ERA.id - Komisi untuk Orang Hilang dan Korban Tindak Kekerasan (KontraS) membuat catatan satu tahun pemerintahan Presiden Joko Widodo dan Wakil Presiden Ma'ruf Amin. Laporan dan catatan itu diberi judul 'Resesi Demokrasi'.
"Judul ini kami maksudkan sebagai pengingat kepada masyarakat beserta Pemerintah, bahwa selain resesi ekonomi yang sudah ada di depan mata, Indonesia juga sedang berada dalam ancaman resesi demokrasi, yang prosesnya sudah berlangsung sejak lama dan akan membahayakan kondisi demokrasi di Indonesia dan berpotensi menyuburkan pelanggaran HAM," seperti dikutip dari laman KonatraS, Selasa (20/10/2020).
KontraS mencatat ada lima poin yang menyebabkan Indonesia dalam kondisi resesi demokrasi. Pertama, penyusutan ruang sipil, kedua budaya kekerasan, pengabaian agenda penyelesaian kasus-kasus pelanggaran HAM berat, pelibatan aparat keamanan dan pertahanan pada urusan-urusan sipil, dan minimnya partisipasi publik dalam implementasi proses demokrasi yang substansial, yakni proses legislasi.
Dari sisi penyusutan ruang sipil selama satu tahun kepemimpinan Jokowi-Ma-ruf Amin, KontraS mencatat terdapat 158 peristiwa pelanggaran, pembatasan, ataupun serangan terhadap kebabasan sipil yang terdiri atas hak asosiasi sebanyak 4 peristiwa, hak berkumpul sebanyak 93 peristiwa, dan hak berekspresi sebanyak 61 peristiwa. KontraS mengatakan, penyerangan terhadap kebebasan sipil utamanya dilakukan oleh aparat kepolisian.
"Pandemi COVID-19 juga dijadikan alasan untuk memberangus ruang sipil, diantaranya melalui pembubaran aksi, dalam banyak peristiwa secara represif, yang menunjukan bahwa negara telah gagal dalam menyediakan akses yang efektif bagi masyarakat untuk mengkomunikasikan aspirasinya melalui jalur-jalur lain agar dapat mempengaruhi kebijakan negara, selain melakukan aksi massa," tulis KontraS.

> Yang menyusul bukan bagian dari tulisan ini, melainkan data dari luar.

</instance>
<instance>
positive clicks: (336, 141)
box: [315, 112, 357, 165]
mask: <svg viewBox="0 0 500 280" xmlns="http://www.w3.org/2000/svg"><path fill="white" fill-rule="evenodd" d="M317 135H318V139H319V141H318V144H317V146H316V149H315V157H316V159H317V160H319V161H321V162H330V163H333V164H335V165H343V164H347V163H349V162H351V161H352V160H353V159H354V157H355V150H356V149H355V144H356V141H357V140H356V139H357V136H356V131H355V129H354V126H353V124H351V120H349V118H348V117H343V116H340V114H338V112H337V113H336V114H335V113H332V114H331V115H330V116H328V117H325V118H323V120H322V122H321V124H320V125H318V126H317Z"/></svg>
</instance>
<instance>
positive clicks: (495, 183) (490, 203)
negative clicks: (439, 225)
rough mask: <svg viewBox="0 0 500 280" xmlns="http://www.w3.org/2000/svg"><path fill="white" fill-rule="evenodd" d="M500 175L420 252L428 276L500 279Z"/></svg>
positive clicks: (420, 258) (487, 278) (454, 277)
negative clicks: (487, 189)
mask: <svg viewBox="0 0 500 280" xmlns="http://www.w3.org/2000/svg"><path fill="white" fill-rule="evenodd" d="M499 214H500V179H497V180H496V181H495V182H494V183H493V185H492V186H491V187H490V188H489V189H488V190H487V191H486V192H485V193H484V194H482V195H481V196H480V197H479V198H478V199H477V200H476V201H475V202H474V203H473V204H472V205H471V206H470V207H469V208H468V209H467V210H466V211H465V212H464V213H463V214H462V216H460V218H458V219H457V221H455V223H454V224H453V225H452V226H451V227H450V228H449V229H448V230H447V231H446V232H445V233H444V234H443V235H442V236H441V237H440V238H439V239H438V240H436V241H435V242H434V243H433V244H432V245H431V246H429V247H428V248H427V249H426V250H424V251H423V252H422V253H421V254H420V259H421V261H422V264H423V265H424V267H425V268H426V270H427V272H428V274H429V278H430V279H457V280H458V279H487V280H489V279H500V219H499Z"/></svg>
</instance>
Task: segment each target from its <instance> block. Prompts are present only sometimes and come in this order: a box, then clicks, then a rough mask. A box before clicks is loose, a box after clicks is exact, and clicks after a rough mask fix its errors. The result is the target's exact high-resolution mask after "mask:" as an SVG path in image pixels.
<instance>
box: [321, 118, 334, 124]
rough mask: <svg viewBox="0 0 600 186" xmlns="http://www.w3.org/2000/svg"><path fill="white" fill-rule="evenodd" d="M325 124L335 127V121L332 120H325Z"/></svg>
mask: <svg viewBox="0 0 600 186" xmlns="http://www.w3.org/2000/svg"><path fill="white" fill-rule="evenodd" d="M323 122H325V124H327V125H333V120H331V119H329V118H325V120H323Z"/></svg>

Dari segi perlindungan terhadap pembela HAM, KontraS mencatat dalam satu tahun terakhir menemukan pola yang terus berulang, yakni berlarutnya proses hukum terhadap pelaku penyerangan terhadap pembela HAM. Contohnya dalam penanganan kasus Novel Baswedan, Golfrid Siregar, dan Ravio Patra.
Sementara dari sisi aspek penuntasan kasus-kasus pelanggaran HAM berat, KontraS menyebut tahun ini nyaris tidak ada kemajuan, dan dalam beberapa hal justru terjadi kemunduran.
Hal ini terlihat dari dikembalikannya berkas penyelidikan peristiwa Paniai oleh Jaksa Agung kepada Komnas HAM, dinyatakannya deklarasi damai peristiwa Talangsari sebagai maladministrasi oleh Ombudsman, pernyataan Jaksa Agung bahwa tragedi Semanggi I dan Semanggi II bukan merupakan peristiwa pelanggaran HAM berat, serta diangkatnya aktor-aktor pelanggaran HAM berat sebagai pejabat pemerintahan.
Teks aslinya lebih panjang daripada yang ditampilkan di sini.